Une fenêtre demeurait ouverte. De son lit, Ysabau voyait un peu de verdure jeune, des branchettes, de petites feuilles encore roulées s’inscrire en filigrane sur un rectangle de ciel. Elle imaginait le paysage que l’on apercevait des hauteurs de l’hôpital : la côte de Beauport, l’île d’Orléans, le Cap Tourmente, bleuâtre, rond, posé sur le rivage au loin comme une borne cornière, le fleuve se divisant en deux, s’ouvrant une large issue le long des montagnes et partageant la Nouvelle-France.

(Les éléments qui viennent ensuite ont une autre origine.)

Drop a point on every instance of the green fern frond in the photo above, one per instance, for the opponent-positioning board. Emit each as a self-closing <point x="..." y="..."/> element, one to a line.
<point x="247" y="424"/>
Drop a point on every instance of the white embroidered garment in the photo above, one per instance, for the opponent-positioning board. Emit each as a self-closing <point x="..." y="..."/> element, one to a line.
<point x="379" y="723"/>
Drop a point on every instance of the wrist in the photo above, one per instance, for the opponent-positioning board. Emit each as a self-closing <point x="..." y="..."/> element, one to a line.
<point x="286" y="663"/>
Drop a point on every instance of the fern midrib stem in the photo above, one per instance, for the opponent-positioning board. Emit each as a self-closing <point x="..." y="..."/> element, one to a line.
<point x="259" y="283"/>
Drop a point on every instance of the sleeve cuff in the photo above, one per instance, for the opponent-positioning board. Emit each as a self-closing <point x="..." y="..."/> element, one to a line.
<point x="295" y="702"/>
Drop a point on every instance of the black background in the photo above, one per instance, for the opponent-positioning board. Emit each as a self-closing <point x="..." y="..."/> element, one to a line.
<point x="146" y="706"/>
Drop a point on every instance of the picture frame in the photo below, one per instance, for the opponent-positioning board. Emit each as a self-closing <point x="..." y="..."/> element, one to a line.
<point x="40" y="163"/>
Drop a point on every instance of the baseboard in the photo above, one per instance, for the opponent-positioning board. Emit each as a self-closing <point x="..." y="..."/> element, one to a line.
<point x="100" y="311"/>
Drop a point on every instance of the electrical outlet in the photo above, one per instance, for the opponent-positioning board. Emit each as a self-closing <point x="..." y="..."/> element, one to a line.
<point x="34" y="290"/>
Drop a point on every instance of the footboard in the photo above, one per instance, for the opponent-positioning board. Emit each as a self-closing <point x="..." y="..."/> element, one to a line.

Le printemps était venu ; il se fondrait bientôt dans un bref été. L’été canadien : celui-là seul en connait la douceur, qui l’a attendu pendant des mois de neige et de froid, dans les glaces et le verglas. Il dépêche au-devant de lui, en éclaireurs, quelques journées semblables à celles qui avaient accompagné Ysabau dans sa descente en bac sur le Saint-Laurent. Pas de vent. Tout le corps boit la chaleur à pores béants. Chaque bruit retentit comme un tintement de timbales. Le soleil flambe. Délivrée, l’eau luit. La douceur de l’air s’insinue dans les muscles, dans les nerfs, et, par les poumons, jusqu’à l’intérieur de la chair. Un flux de vie submerge le pays.

Ysabau s’endormit dans la suavité du matin. Pendant ce temps, Pierre errait par le bourg.